Sermon Series: Easter – Jesus the King
Theme: Passion Sunday – ‘Jesus the Crucified King’
Scripture: John 19:1 -16
The Rev Martyn Skinner helped us explore the facets of the trial and cruficixion of Jesus, considering his poor treatment in spite of His innoncence, his treatment as a criminal although he was Lord. As we explored the prouncement that was placed on Jesus cross ‘The King of the Jews’ we note how a remark that was meant as derogatory was, ironically, truer than true. Jesus Kingship was not surrounded by pomp and circumstance, with privilege or with soft cushioned living, but with a profound sense of call and duty which lead all the way to the cross.
Yet even on the cross, Jesus words were words of grace and words of care, especially for his mother. When he cries out the ‘it is finished’ we realise afresh that Jesus was saying ‘I’ve accomplished all that has needed to be accomplished’ – a dutiful Servant King. Our response? In the same way that a Roman Soldier would take his sacramentum to Ceasar, his oath of allegiance, we join together in making our sacrementum through pledging our allegiance to the Crucified King as we share in simple things, bread and wine, confirming our commitment and service to Him.
For further reflection: Read Philippians 2 and reflect on the ways that Jesus laid aside so many things. How should this approach of Jesus shape our discipleship as we follow the King of Kings.
We gathered together for our All Age Worship Mothering Sunday. The Trinity big band was in full swing and the church was packed. We enjoyed a few sessions of ‘Wait ’til I get you home!’ with some of our mums and kids. We then shared from scripture key aspects of parenthood before considering Jesus relationship his mother.
On a few ocassions, Mary had one of those ‘wait ’til I get you home!’ moments….when he went missing at the temple, and then later in Jesus life when he told her off for hurrying him to change the water into wine. I’m sure she had words to say to him on that day! But yet, the day when she’d have loved to have taken him home was the day she looked upon him as he suffered on the cross. Yet, having watched Jesus her whole life, she would have known the path that was before him.
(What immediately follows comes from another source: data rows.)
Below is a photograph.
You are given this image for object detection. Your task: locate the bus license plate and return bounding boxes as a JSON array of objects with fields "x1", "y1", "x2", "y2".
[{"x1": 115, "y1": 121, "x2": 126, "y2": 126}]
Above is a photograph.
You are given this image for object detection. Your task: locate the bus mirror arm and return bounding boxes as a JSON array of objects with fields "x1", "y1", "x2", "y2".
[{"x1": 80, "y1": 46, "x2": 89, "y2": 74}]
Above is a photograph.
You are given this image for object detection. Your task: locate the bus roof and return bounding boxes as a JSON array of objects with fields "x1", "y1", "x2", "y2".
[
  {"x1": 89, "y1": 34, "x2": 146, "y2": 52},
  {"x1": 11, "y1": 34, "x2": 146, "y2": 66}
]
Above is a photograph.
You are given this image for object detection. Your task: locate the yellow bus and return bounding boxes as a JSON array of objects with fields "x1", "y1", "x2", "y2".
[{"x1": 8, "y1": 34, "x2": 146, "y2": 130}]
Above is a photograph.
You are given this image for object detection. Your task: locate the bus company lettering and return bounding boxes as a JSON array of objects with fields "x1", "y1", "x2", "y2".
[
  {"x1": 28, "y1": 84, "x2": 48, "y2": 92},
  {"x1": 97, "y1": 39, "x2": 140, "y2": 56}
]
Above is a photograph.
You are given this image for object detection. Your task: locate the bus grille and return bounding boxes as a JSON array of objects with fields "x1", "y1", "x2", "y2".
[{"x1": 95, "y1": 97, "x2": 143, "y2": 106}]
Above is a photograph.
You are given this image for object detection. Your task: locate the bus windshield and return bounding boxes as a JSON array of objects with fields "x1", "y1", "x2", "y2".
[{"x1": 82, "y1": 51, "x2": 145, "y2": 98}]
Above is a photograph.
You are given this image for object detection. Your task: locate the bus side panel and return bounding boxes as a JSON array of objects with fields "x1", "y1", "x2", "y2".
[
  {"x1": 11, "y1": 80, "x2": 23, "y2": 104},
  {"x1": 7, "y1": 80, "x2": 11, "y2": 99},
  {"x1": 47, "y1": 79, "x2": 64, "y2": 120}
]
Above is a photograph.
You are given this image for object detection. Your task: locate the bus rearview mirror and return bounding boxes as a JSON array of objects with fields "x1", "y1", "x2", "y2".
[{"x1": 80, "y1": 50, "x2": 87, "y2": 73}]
We are reminded of how our parents love can be a picture of the love shown to us. If this was Mary’s response to Jesus on the cross, what would our Father God’s response be? We are overwhelmed that this happened so that we could enjoyed renewed life through Christ.
Sermon Series: The Way of Jesus
Scripture: John 6: 60 – 71
Andrew Clark spoke of the reality of trials in our daily lives and the challenge that we face in living on with living faith during those times. Stories from the struggle for racial justice from the USA in the 1950s under Martin Luther King Jr help us see what determined and hope-filled perseverance can achieve.
In the passage we see Jesus offering his disciples the opportunity to walk away if they couldn’t cope with Jesus teaching and the cost of following him, noting that Paul said that the way to resurrection was always through the road to Calvary. Pressing on towards the goal is something for which we need the grace and mercy of God if we are to go on. Yet, we see Peter, upon hearing Jesus challenge, affirm that there is no one else to whom we can turn as we walk through our journey of faith – ‘you have the words of eternal life’ declares Peter to Jesus.
The challenge to us is to recognise that although sorrow may last for a night, joy comes in the morning.
For further study: Visit again the experience of Jesus in the Garden of Gethsemane, reflect on his suffering, the lack of support from his disciples. Ask yourself how you might stand with friends who are experiencing trial. Present your own trials to God too.